Shoes on the Danube Promenade — Cee’s Black & White Photo Challenge: Shoes, Boots, Slippers

This is our entry in Cee’s Black & White Photo Challenge: Shoes, Boots, Slippers.

Just below the Hungarian Parliament Building in Budapest, on a ledge above the Danube River, is a sobering yet beautiful memorial to 20,000 Jewish victims of the Holocaust.  Ferenc Szalasi, the Hitler-installed head of the Hungarian government and leader of the antisemitic, fascist Hungarian Arrow Cross Party, was instrumental in causing their deaths.  From October 1944 to January 1945, Arrow Cross firing squads rounded up groups of Jewish men, women, and children, marched them to this location on the Danube, forced them to strip off their clothing (especially their shoes), and then shot them at close range so that they would fall into the freezing-cold river below and be carried away by the currents.  This permanent memorial, created by sculptors Gyula Pauer and Can Togay, consists of 60 pairs of shoes cast from iron (now rusted) in front of a 40-meter long stone bench with three cast iron signs.

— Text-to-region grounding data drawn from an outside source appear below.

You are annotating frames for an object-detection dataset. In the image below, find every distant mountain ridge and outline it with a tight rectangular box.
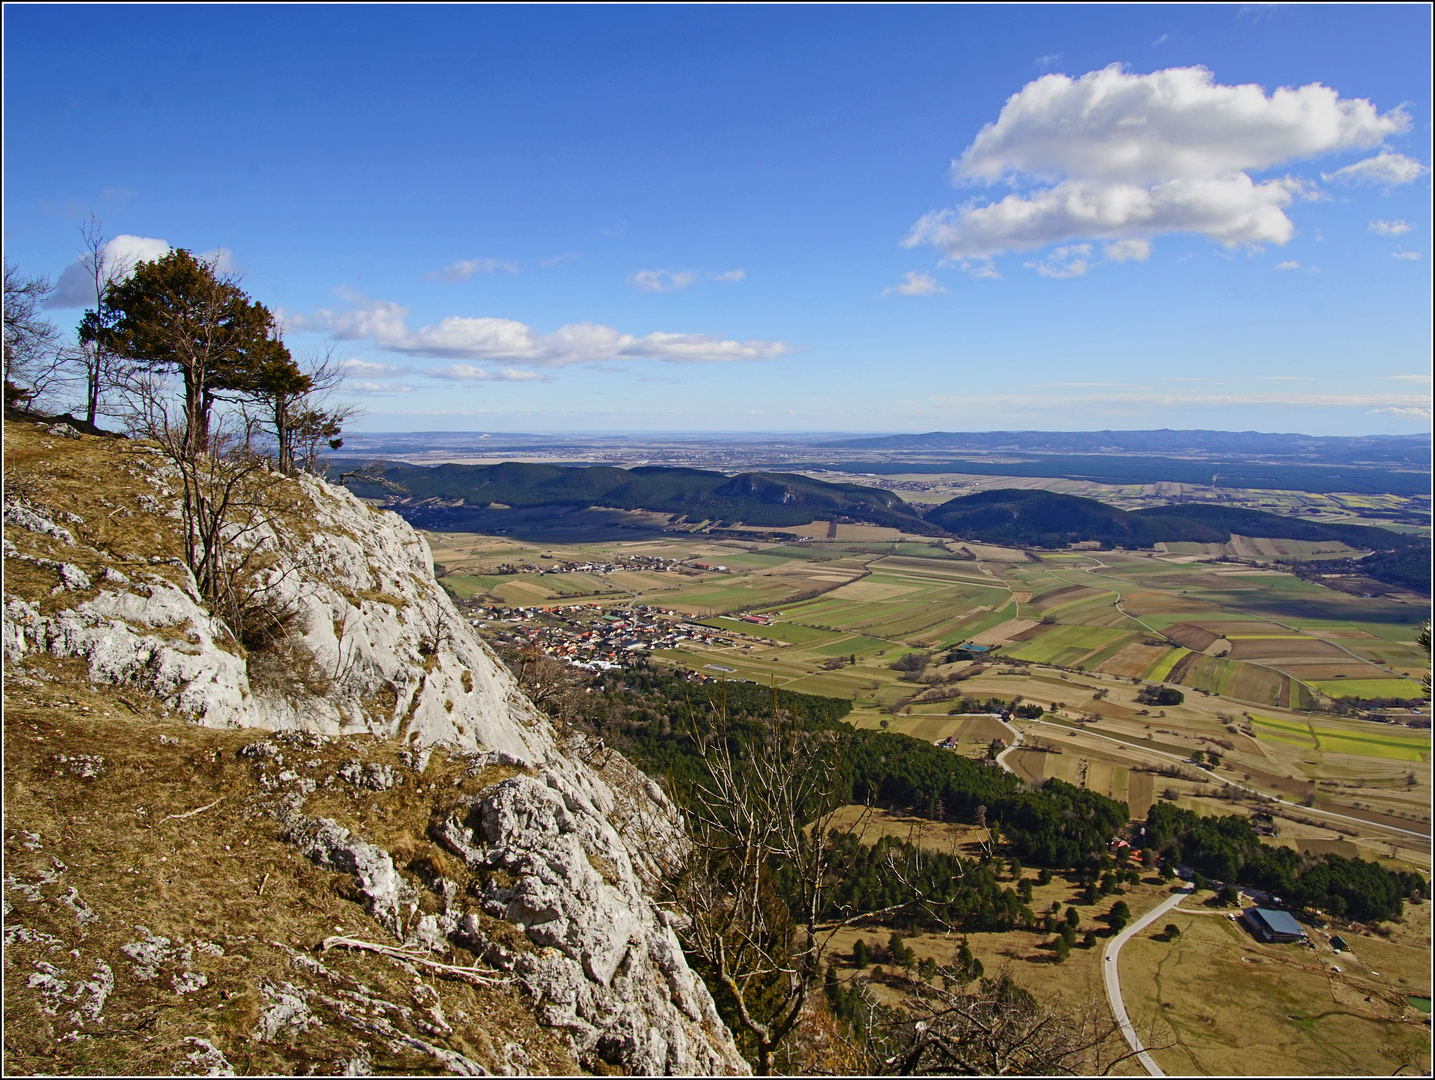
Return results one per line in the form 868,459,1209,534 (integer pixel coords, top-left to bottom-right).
924,488,1425,553
816,429,1431,465
791,455,1430,497
343,461,943,534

The signs state, in Hungarian, English, and Hebrew:

To the memory of the victims shot into the Danube by Arrow Cross militiamen in 1944–45. Erected 16 April 2005.

 

The reconstructed shoes are placed as if they had just been removed by their owners.  The real shoes would have been gathered by the executioners and sold on the Black Market.  Visitors to the memorial have adorned the permanently-installed shoes with symbolic items of mourning and remembrance: stones in the shoe cavities, flowers in shoes and on the ground, salt in containers and spilled on the ground, and candles.

 

These photos were taken just after 11 AM local time on April 18, 2019, with a Canon 200D.